Stefano Besana ha 23 anni. Nel 2009 si è laureato in Scienze dei processi formativi all’Università Cattolica con una tesi in Psicologia dell’apprendimento dal titolo Social Network e apprendimento: un’analisi psico-pedagogica. Tutto il lavoro è cominciato con una domanda: i social network sono utilizzabili anche in chiave di apprendimento? Possono essere utili per la didattica nelle scuole, per la formazione nelle aziende? Stefano Besana ha condotto un’indagine su 320 soggetti. Dai risultati è scaturito il suo progetto di tesi, presentato a un Bar-Camp, una formula innovativa per dare spazio alle idee nuove, definite “non conferenze”, a cui è necessario prenotarsi. Una specie di speakers’ corner di Hyde Park. Dopo qualche mese viene contattato da Open Knowledge, l’azienda con cui oggi lavora.
Si fa avanti anche Telecom Italia che, da due anni, organizza il Working Capital Tour, un concorso nel quale i candidati hanno 15 minuti per convincere la giuria a finanziare il loro progetto di ricerca. «Ho avuto non poche difficoltà – scherza Stefano - ma alla fine ce l’ho fatta. Telecom ha deciso di finanziare la prosecuzione della ricerca». «Vogliamo sviluppare un corso all’interno degli ambienti scolastici e aziendali che utilizzi i social network, per promuovere un modello di apprendimento legato a modalità più informali ed emergenti». Stefano collabora anche con lo Spaee, il Servizio di psicologia dell’apprendimento e dell’educazione in età evolutiva dell’Università Cattolica, che porta avanti incontri formativi nelle scuole medie e nei licei per insegnare agli studenti come sfruttare le potenzialità di internet. Tra le proposte, quelle di creare un blog o un social network di classe in cui i ragazzi possano scambiarsi materiali e discutere della lezione.

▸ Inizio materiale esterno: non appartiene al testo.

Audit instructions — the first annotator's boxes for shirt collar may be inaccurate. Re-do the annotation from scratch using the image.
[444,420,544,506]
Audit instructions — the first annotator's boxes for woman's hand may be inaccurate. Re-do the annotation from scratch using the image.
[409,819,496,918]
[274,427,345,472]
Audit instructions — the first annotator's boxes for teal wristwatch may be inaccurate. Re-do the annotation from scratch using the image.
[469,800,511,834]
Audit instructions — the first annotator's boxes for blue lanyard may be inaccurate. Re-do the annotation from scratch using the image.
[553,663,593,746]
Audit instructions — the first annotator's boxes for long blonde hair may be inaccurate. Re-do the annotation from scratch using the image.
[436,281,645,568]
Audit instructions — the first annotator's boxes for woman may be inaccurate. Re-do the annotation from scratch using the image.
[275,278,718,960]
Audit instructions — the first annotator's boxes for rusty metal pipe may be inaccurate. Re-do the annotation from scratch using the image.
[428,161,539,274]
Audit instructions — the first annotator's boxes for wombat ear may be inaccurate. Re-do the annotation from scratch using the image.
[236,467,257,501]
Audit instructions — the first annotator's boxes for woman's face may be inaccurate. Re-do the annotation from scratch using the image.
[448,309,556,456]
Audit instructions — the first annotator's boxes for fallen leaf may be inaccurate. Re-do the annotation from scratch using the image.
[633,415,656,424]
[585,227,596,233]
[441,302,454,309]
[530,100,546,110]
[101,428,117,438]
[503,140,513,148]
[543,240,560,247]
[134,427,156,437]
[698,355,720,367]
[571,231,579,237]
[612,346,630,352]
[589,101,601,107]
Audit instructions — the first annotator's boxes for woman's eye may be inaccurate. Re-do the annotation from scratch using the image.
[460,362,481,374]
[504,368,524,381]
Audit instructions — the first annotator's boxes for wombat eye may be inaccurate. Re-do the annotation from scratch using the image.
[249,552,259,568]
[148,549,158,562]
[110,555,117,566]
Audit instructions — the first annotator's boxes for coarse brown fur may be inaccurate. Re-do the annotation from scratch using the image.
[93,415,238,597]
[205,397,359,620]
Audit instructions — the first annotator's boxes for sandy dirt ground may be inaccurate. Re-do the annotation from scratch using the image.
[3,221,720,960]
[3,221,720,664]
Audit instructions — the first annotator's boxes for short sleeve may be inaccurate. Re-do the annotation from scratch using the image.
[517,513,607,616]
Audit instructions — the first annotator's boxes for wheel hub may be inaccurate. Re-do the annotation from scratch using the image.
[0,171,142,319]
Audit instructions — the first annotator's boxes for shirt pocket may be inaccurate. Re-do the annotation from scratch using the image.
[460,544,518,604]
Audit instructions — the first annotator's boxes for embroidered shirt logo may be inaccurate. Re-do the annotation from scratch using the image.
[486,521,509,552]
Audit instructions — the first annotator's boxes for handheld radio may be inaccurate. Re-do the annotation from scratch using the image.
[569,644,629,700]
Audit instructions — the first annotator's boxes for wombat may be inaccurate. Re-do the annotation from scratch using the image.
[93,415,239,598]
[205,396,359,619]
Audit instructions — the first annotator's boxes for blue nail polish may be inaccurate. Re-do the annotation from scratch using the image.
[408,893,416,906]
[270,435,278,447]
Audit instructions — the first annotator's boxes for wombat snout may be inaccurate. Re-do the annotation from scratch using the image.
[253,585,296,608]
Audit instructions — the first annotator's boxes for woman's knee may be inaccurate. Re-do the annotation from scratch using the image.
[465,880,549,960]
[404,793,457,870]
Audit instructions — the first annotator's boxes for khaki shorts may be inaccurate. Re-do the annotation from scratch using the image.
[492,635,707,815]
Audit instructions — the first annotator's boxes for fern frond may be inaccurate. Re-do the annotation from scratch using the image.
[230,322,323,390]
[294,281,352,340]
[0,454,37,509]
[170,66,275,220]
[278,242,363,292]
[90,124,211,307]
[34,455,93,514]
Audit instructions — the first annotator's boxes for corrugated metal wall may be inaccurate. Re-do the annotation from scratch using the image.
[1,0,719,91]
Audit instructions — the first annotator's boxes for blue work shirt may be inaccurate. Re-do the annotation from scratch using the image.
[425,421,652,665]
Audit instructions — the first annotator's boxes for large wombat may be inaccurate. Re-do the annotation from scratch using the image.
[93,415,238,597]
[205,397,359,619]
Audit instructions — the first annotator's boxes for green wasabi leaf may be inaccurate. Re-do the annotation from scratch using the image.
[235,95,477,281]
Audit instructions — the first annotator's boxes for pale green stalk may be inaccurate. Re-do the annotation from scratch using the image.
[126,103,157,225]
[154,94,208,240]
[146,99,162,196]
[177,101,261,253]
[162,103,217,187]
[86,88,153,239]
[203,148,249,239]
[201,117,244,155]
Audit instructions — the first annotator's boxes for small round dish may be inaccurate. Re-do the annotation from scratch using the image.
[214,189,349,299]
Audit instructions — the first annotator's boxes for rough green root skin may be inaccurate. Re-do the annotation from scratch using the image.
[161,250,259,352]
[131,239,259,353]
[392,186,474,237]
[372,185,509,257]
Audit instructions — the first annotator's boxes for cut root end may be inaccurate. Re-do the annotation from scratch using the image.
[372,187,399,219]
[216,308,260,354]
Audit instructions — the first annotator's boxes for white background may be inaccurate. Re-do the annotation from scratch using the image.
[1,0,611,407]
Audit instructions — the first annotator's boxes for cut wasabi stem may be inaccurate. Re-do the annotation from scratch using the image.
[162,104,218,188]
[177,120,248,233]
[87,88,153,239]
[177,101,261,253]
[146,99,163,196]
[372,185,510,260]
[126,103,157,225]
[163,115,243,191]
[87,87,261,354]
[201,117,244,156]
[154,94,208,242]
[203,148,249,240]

Spiega Stefano: «I social network non solo sono utili per la didattica e la formazione, ma anche nelle aziende. Esemplare, in Italia, il caso di Barilla, che ha creato un sito in cui chiede ai consumatori di dare consigli e opinioni per implementare il processo produttivo». In azienda, i dipendenti possono inoltre collaborare al processo creativo caricando idee e proposte sul social network interno, che vengono messe ai voti e scelti dalla dirigenza. «L’ascolto diventa un feedback fondamentale che l’azienda riceve e sul quale poi deve agire».